Masked Identity, Improved LV: You get a +5 bonus to your Seamless Guise. This is really more useful for non-vigilantes who take the Masked Identity feat, but it’s a prerequisite for a much better feat.

Masked Identity, Greater LV: You get a bonus vigilante talent, using half your level to qualify. Remember how Paizo refused to make an extra talent feat because talents are so damn good? Well, if you’re willing to give up an extra feat, here you go!

Mystic Accuracy LVV: You can use Power Attack, Deadly Aim and Pirhana Strike with your touch based mystic bolts, Clustered Shots will get you through energy resistance, and you add half your Int to damage as well. If you take Genius, Charismatic or Wise Vigilante, you get to add your full casting stat instead. This is a mandatory feat for all Warlocks, as it takes the biggest complaints about their mystic bolts and just fixes all of them.

Shared Identity (Teamwork) LV: You and an ally can swap identities. Teamwork feats are mostly useless, but for shits and grins it’s entirely legal to take this on a Mounted Fury, allowing you and your horse to pretend to be each other.

Shifting Weakness LVV: For the Symbiotic Slayer, once per week you can change your symbiote’s weakness. If you know you’re going to be going up against a lot of energy types over the course of the campaign and they’re all going to be concentrated such that you’ll see them coming from at least a week away, then this is an excellent feat. You’ll notice how that’s almost never gonna happen. If it’s that big of a concern for you take Dampen Weakness instead.

Signature Talent LV: Pick a talent, and you can take that talent two levels earlier than you normally could, you’re treated as two levels higher for its effects, and you get a bunch of +1s. Good for some talents, especially ones that have a very small number of uses per day since it gives you more, but mediocre otherwise.

Sniper Bolts LVV: For Warlocks, your mystic bolts gain a scaling bonus to range. Range is cool, so you’re welcome to pick this up if you have feats to spare, but it’s not a priority.
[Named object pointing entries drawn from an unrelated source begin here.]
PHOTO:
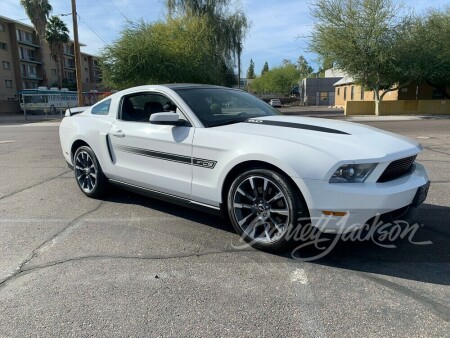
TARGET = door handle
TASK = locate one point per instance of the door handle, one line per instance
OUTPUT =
(118, 133)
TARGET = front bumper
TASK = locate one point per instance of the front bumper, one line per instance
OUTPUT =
(360, 201)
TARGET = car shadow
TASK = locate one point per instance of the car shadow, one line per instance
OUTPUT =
(119, 195)
(409, 258)
(406, 258)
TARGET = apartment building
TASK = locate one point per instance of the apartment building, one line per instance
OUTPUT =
(21, 63)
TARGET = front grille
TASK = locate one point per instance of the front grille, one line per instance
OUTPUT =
(397, 169)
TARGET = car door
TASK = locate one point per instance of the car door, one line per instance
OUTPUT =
(155, 157)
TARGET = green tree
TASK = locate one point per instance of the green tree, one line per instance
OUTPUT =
(56, 35)
(279, 80)
(265, 68)
(364, 38)
(163, 52)
(433, 55)
(303, 67)
(251, 70)
(228, 24)
(38, 11)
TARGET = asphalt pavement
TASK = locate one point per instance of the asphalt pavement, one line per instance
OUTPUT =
(134, 266)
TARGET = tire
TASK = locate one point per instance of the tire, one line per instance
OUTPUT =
(88, 173)
(266, 210)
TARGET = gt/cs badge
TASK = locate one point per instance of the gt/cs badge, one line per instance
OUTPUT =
(204, 163)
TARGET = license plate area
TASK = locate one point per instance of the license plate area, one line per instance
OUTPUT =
(421, 195)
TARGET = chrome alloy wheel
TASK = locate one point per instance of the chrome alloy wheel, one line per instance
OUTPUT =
(261, 209)
(85, 171)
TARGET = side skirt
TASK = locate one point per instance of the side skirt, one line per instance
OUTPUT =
(169, 198)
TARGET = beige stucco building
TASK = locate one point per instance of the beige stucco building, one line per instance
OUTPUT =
(21, 63)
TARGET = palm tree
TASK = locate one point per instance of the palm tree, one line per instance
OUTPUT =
(38, 11)
(56, 35)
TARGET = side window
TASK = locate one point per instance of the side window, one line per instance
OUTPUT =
(101, 108)
(139, 107)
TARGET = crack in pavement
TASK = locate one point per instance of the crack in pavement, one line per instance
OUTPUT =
(35, 185)
(442, 311)
(37, 250)
(436, 151)
(22, 272)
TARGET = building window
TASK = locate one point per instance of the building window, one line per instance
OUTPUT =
(24, 36)
(437, 94)
(29, 71)
(30, 85)
(27, 54)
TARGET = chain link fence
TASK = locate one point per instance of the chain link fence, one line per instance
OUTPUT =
(54, 105)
Splash Sniper LVV: You can hidden strike with a splash weapon, which is… super niche and I don’t really see a point in doing so?
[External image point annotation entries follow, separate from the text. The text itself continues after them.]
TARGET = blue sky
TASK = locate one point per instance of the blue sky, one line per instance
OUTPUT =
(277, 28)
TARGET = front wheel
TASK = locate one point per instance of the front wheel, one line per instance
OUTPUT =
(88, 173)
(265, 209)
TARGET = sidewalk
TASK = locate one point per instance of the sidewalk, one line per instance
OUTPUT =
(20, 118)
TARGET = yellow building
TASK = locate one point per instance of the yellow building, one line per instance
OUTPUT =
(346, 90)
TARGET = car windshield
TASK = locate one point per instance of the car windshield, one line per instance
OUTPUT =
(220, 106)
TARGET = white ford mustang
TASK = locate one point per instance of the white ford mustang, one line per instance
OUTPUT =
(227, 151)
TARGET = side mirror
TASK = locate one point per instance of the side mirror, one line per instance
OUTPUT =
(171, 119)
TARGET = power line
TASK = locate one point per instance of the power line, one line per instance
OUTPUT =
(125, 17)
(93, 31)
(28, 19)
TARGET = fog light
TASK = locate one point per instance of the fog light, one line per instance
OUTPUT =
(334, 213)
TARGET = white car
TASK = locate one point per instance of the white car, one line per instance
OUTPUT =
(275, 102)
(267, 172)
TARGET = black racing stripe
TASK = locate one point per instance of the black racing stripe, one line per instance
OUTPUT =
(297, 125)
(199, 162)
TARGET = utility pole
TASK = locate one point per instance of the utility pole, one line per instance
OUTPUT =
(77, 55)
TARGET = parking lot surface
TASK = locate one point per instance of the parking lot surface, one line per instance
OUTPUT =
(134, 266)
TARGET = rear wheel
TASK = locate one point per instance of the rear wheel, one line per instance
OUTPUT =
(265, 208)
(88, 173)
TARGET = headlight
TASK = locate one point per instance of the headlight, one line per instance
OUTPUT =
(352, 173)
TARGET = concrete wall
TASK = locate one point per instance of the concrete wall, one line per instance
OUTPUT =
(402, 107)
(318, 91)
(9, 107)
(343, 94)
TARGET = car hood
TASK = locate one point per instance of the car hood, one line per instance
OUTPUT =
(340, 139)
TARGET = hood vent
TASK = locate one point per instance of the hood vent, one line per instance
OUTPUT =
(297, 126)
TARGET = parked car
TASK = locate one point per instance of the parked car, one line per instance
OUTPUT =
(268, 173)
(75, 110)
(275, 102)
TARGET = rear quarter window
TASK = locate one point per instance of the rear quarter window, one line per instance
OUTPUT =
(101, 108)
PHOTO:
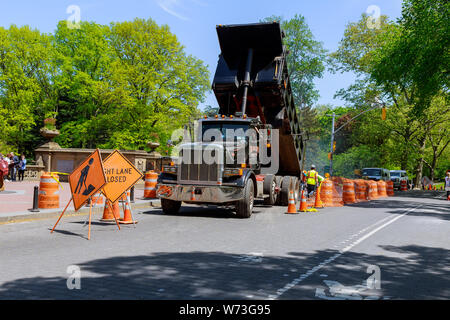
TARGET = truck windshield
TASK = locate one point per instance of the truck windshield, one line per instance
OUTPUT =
(371, 172)
(231, 129)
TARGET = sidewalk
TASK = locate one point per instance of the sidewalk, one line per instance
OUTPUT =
(17, 199)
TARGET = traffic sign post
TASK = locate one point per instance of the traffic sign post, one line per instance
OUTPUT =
(85, 181)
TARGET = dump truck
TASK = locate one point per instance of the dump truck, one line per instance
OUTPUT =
(253, 91)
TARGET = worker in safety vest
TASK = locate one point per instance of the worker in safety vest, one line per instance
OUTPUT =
(312, 179)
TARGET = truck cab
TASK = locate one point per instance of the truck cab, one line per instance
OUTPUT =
(252, 149)
(397, 176)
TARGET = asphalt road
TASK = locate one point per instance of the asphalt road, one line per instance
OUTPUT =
(395, 248)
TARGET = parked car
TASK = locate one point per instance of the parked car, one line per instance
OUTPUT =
(397, 176)
(376, 174)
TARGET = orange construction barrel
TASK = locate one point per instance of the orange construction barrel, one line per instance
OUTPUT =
(48, 192)
(390, 188)
(361, 190)
(403, 185)
(151, 178)
(348, 193)
(372, 189)
(381, 187)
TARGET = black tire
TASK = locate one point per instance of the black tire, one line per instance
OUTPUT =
(244, 207)
(170, 206)
(285, 188)
(269, 186)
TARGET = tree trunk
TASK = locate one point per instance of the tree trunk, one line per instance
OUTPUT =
(419, 168)
(433, 167)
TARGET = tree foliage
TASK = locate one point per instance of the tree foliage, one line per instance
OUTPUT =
(110, 86)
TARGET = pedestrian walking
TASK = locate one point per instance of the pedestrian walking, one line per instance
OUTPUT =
(447, 184)
(22, 167)
(15, 166)
(3, 172)
(10, 166)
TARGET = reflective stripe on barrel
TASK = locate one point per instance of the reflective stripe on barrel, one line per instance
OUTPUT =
(151, 179)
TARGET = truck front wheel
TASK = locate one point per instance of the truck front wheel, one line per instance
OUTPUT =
(244, 207)
(170, 206)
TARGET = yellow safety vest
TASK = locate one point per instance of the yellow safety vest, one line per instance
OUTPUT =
(312, 177)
Vigilante Savant/Casting Savant LV: You gain an extra talent. If you take Casting Savant, you use your full level to determine if you qualify, as a way of making up for losing half your talents to spellcasting. If you take the regular version, you need to be higher level and treat your level as half for qualifying. Unlike Greater Masked Identity, this has no feat tax to it, and there are plenty of talents regardless of situation that are either multiple bonus feats or bonus feat+, so take this in place of whatever feat you wanted to get.

Violent Child LVV: As a magical child, you get to add a magus spell to your spell list, although you still have to learn it normally. I recommend Bladed Dash or its greater equivalent, or something else that isn’t pretty much reliant on your nonexistent spellstrike and spell combat class features to work for a gish.

Wise Vigilante LVV: Genius Vigilante, but for Wisdom. Zealot likes this because they get a Wisdom based smite now. Other people probably don’t care so much, making it a flavor/”oh god we have no one with Wisdom” pick.

My Final Request

I am not perfect. I know, I know, this is shocking to you all, but I freely admit that I have my faults. Most of this guide was my own perspective, and I’m fairly certain that there was a degree of bias in a lot of my judgments. This guide is going up on the Paizo boards and on Reddit, so if you have any complaints, criticisms, or suggestions, I ask that you head over there, find the thread, and let me know. Any feedback I get and incorporate will be properly credited. If you don’t want to make it public, or have any questions you’d like to ask me directly, you can also email me at Nathan.reinecke12@gmail.com, and I’ll be happy to answer or respond through there too.

I also would like to thank you for reading this guide. I’m extremely fond of the vigilante and have been since playtesting, so being able to write this guide for the community has been a pleasure and a treat. If you found it helpful, or at least enjoyed my extremely unprofessional writing style, then I’m happy to have been of service.